Molecular Epidemiology of SARS-CoV-2 in Bangladesh

Abstract

Mutation is one of the most important drivers of viral evolution and genome variability, allowing viruses to potentially evade host immune responses and develop drug resistance. In the context of COVID-19, local genomic surveillance of circulating virus populations is therefore critical. The goals of this study were to describe the distribution of different SARS-CoV-2 lineages, assess their genomic differences, and infer virus importation events in Bangladesh. We individually aligned 1965 SARS-CoV-2 genome sequences obtained between April 2020 and June 2021 to the Wuhan-1 sequence and used the resulting multiple sequence alignment as input to infer a maximum likelihood phylogenetic tree. Sequences were assigned to lineages as described by the hierarchical Pangolin nomenclature scheme. We built a phylogeographic model using the virus population genome sequence variation to infer the number of virus importation events. We observed thirty-four lineages and sub-lineages in Bangladesh, with B.1.1.25 and its sub-lineages D.* (979 sequences) dominating, as well as the Beta variant of concern (VOC) B.1.351 and its sub-lineages B.1.351.* (403 sequences). The earliest B.1.1.25/D.* lineages likely resulted from multiple introductions, some of which led to larger outbreak clusters. There were 570 missense mutations, 426 synonymous mutations, 18 frameshift mutations, 7 deletions, 2 insertions, 10 changes at start/stop codons, and 64 mutations in intergenic or untranslated regions. According to phylogeographic modeling, there were 31 importation events into Bangladesh (95% CI: 27-36). Like elsewhere, Bangladesh has experienced distinct waves of dominant lineages during the COVID-19 pandemic; this study focuses on the emergence and displacement of the first wave-dominated lineage, which contains mutations seen in several VOCs and may have had a transmission advantage over the extant lineages.

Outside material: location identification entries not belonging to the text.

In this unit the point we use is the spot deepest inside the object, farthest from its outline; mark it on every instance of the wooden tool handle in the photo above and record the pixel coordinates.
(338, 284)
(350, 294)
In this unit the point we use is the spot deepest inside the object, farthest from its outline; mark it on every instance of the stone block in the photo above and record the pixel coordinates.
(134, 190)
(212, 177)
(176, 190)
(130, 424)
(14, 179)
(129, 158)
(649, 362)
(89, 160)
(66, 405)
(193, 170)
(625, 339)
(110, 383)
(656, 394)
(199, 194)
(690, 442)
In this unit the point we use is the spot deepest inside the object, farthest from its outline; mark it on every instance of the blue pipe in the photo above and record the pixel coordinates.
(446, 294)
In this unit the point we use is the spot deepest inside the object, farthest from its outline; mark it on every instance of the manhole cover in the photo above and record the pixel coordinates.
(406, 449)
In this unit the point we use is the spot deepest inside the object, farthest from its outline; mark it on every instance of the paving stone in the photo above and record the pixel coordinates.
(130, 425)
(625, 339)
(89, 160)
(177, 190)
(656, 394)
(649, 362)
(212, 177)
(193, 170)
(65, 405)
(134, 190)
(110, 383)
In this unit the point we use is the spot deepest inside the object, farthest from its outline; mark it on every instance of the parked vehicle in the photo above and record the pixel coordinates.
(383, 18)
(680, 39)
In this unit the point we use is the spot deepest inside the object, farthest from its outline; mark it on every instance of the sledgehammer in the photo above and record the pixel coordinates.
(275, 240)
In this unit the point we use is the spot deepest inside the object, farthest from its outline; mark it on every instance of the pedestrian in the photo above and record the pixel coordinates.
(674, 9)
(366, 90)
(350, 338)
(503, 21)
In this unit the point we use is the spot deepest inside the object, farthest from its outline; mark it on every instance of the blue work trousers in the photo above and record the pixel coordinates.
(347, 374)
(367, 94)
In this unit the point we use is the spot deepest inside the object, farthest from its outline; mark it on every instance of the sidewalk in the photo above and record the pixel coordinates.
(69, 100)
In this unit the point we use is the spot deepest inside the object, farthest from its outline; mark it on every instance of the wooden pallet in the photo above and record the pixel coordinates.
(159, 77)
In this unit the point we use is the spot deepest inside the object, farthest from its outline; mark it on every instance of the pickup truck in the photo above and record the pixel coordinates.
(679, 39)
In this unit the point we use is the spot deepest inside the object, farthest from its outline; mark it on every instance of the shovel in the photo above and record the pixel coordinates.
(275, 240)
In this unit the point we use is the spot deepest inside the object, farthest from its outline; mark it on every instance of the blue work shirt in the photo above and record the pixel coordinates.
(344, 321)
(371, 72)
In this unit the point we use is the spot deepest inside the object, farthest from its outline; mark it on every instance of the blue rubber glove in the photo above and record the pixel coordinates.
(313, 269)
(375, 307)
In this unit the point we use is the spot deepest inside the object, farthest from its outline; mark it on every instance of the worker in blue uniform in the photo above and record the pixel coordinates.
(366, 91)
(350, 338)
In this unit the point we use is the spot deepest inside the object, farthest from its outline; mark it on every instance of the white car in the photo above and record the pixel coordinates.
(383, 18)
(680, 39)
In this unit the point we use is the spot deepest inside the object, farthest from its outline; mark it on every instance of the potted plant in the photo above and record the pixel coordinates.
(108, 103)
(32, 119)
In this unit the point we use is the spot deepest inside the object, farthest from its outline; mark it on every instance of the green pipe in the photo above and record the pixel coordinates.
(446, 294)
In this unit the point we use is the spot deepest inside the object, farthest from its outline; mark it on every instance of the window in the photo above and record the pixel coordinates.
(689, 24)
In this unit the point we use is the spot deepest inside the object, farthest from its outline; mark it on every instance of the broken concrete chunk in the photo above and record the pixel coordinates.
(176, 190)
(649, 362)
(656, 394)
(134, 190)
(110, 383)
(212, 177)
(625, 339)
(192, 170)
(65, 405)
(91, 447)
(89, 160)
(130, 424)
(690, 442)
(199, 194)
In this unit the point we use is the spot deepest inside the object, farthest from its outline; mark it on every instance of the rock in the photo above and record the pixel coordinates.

Keywords: Bangladesh; SARS-CoV-2; epidemiology; mutation; phylogeny; spike protein.

Figure 1

Histograms of posterior importation events and importation rate, as estimated using Markov jumps.

Figure 2

A phylogenetic tree showing the relationship between the SARS-CoV-2 genome sequences from each of the 1965 Bangladesh samples. Tips are colored by Pango lineage, with sub-lineages collapsed into the parental lineage, e.g., all D.* sub-lineages are counted in the B.1.1.25, all AY* sub-lineages in the B.1.617.2, all Q.* sub-lineages in the B.1.1.7, etc. Samples occurring at a frequency of fewer than 15 samples or that were unassigned were grouped into “Other”. The ring around the circumference of the tree shows the division from which each sample was collected.

Figure 3

Proportional stacked area graph showing lineages over time in Bangladesh. Samples are collated by month and year of collection, and sub-lineages collapsed into the parental lineage, e.g., all D.* sub-lineages are counted in the B.1.1.25, all AY* sub-lineages in the B.1.617.2, all Q.* sub-lineages in B.1.1.7, etc. Samples occurring at a frequency of fewer than 15 samples or were unassigned were grouped into “Other”.

Figure 4

Dot plot graph showing lineages over time by division. The size of the dots is proportional to the number of samples observed for each lineage in each division for each day of collection. Dots are colored by Pango lineage, with sub-lineages collapsed into the parental lineage, e.g., all D.* sub-lineages are counted in the B.1.1.25, all AY* sub-lineages in the B.1.617.2, all Q.* sub-lineages in the B.1.1.7, etc. Samples occurring at a frequency of fewer than 15 samples or that were unassigned were grouped into “Other”.